Saisis en référé, les tribunaux administratifs de Toulouse et Grenoble avaient retoqué, en novembre 2024 et février 2025, les délibérations des deux métropoles qui avaient accordé à leurs agentes des congés menstruels en cas de règles douloureuses et incapacitantes.
Pour ces deux TA, ces autorisations spéciales d’absence (ASA) étaient illégales car elles n’entraient pas dans le champ des dispositions législatives et réglementaires. Les sénateurs et députés français avaient rejeté, en mars et avril 2024, une proposition de loi des Écologistes, inspirée du modèle espagnol, qui prévoyait jusqu’à 13 jours d’arrêts maladie sans jour de carence.
Les élus de la Ville de Strasbourg et de l’Eurométropole ont pour leur part adopté, en mai et juin 2024, l’expérimentation, sur deux ans, d’un congé gynécologique.
Ce dispositif accorde aux agentes des deux collectivités souffrant de règles douloureuses ou de pathologies incapacitantes, jusqu’à « 13 jours de congés exceptionnels sur présentation d’un certificat médical après avis favorable de la médecine du travail ».
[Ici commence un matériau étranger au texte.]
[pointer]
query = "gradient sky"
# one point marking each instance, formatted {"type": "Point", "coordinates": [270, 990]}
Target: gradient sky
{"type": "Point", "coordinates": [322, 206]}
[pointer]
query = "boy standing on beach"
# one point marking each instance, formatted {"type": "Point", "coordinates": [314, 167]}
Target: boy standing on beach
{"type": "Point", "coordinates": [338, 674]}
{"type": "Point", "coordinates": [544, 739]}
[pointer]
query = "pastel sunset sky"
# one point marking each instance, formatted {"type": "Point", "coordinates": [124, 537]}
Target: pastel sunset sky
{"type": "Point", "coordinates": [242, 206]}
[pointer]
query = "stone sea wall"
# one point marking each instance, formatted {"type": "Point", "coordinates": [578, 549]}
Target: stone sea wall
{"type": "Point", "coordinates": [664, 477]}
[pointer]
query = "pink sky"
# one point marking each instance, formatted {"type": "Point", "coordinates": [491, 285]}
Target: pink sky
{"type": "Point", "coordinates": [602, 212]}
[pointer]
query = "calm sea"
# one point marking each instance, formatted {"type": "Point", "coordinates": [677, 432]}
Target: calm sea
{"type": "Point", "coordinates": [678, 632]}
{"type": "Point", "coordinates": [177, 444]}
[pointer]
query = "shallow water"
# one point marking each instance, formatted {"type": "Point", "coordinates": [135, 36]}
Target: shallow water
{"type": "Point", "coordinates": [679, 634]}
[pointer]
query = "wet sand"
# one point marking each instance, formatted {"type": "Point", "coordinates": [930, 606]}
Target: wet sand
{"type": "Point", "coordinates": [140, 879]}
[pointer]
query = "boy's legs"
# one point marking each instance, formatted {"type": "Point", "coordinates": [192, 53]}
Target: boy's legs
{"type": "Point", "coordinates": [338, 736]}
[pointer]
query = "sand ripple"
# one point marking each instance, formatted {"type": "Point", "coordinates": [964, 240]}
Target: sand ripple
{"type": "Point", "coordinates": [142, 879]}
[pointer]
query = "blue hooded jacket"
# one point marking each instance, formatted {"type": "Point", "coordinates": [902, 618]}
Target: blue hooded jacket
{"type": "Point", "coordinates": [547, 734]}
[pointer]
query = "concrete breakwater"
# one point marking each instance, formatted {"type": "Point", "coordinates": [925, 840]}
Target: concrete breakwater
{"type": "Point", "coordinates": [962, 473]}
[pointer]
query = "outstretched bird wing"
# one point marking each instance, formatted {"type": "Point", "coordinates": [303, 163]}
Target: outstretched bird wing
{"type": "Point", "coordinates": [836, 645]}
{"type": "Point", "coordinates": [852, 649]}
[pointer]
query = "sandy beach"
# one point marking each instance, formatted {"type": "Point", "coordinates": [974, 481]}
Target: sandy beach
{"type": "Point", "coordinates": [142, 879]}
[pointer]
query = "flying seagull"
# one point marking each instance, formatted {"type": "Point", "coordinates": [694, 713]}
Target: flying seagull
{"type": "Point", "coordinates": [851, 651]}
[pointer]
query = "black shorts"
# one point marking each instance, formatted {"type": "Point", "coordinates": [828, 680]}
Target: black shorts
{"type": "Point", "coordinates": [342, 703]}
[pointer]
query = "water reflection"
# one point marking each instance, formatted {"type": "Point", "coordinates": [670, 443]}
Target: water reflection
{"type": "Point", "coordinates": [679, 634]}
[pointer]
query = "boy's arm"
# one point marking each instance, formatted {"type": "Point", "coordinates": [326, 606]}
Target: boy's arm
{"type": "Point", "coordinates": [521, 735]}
Les deux délibérations avaient été attaquées devant la justice administrative, en octobre 2024, par l’ancienne préfète Josiane Chevalier qui estimait que ces dispositifs n’entraient pas dans le champ réglementaire.
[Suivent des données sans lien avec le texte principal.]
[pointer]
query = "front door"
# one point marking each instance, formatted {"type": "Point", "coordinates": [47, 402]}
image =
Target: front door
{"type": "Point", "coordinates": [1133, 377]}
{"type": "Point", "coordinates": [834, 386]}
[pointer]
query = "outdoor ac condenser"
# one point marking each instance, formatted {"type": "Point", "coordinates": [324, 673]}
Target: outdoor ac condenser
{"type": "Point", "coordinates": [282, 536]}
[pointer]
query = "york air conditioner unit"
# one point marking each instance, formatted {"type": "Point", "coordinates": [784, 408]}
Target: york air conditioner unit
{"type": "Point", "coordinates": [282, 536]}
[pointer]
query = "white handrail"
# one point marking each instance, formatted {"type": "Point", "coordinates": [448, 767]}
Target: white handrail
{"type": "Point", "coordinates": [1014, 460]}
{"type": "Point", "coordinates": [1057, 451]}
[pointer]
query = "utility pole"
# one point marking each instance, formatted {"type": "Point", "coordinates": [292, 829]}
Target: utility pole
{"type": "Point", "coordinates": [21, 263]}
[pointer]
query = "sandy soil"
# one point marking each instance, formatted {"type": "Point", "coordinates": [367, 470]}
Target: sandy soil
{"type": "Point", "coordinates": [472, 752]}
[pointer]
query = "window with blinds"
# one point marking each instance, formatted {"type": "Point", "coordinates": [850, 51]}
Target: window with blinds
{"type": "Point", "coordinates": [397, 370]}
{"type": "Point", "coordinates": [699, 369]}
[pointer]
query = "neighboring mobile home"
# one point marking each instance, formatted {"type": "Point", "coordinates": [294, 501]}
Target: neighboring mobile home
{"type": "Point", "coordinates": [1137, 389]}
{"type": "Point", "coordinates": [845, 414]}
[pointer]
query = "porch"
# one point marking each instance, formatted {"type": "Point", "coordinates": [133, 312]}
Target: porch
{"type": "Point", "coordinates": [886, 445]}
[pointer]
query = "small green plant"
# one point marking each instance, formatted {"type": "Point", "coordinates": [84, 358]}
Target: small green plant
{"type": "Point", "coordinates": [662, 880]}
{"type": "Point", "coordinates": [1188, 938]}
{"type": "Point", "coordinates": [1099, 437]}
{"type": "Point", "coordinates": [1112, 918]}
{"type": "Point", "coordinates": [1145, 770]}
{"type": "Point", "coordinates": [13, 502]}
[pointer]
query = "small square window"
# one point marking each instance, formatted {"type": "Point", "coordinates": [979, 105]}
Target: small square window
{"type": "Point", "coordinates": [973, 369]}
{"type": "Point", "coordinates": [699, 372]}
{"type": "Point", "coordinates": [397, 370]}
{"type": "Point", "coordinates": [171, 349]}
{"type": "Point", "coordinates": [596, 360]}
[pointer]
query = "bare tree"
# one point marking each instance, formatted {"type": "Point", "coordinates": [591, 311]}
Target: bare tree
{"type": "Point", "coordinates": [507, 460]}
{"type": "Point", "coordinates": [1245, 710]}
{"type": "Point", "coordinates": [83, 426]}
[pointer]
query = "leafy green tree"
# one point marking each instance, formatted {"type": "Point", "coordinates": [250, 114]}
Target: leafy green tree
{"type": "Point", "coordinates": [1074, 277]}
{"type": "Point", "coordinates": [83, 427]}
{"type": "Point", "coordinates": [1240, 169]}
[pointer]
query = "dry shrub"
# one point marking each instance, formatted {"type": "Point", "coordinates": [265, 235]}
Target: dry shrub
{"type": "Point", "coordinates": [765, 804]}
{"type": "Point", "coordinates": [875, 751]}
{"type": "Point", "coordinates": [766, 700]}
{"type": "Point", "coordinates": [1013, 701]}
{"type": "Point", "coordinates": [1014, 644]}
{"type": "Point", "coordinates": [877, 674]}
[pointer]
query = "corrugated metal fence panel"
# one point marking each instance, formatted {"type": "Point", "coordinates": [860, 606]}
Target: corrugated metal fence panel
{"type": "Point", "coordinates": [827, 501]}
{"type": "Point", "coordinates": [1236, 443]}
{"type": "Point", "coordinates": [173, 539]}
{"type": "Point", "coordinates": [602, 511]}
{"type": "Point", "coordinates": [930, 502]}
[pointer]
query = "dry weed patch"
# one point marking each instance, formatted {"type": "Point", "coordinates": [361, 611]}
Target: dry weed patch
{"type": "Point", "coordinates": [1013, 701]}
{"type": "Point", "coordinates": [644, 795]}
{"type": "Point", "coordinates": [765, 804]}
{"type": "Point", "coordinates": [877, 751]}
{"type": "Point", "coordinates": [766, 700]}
L’affaire a été évoquée, ce mardi 3 juin, devant le tribunal administratif de Strasbourg qui est ainsi la première juridiction en France à juger sur le fond les congés menstruels accordés par des collectivités territoriales.
Dans son exposé, le rapporteur public a rappelé qu’un régime ASA, comme les autorisations spéciales d’absences liées à la parentalité et à certains événements familiaux tirés de la loi du 6 août 2019 et de l’article L622-1 du code général de la fonction publique, « procède de la loi ». Une collectivité territoriale ne peut donc « pas instaurer un régime propre d’autorisations spéciales d’absences ».
Le Conseil Constitutionnel a jugé que le pouvoir réglementaire local s’exerce dans les conditions prévues par la loi et que « ce pouvoir ne peut être ni autonome ni général ».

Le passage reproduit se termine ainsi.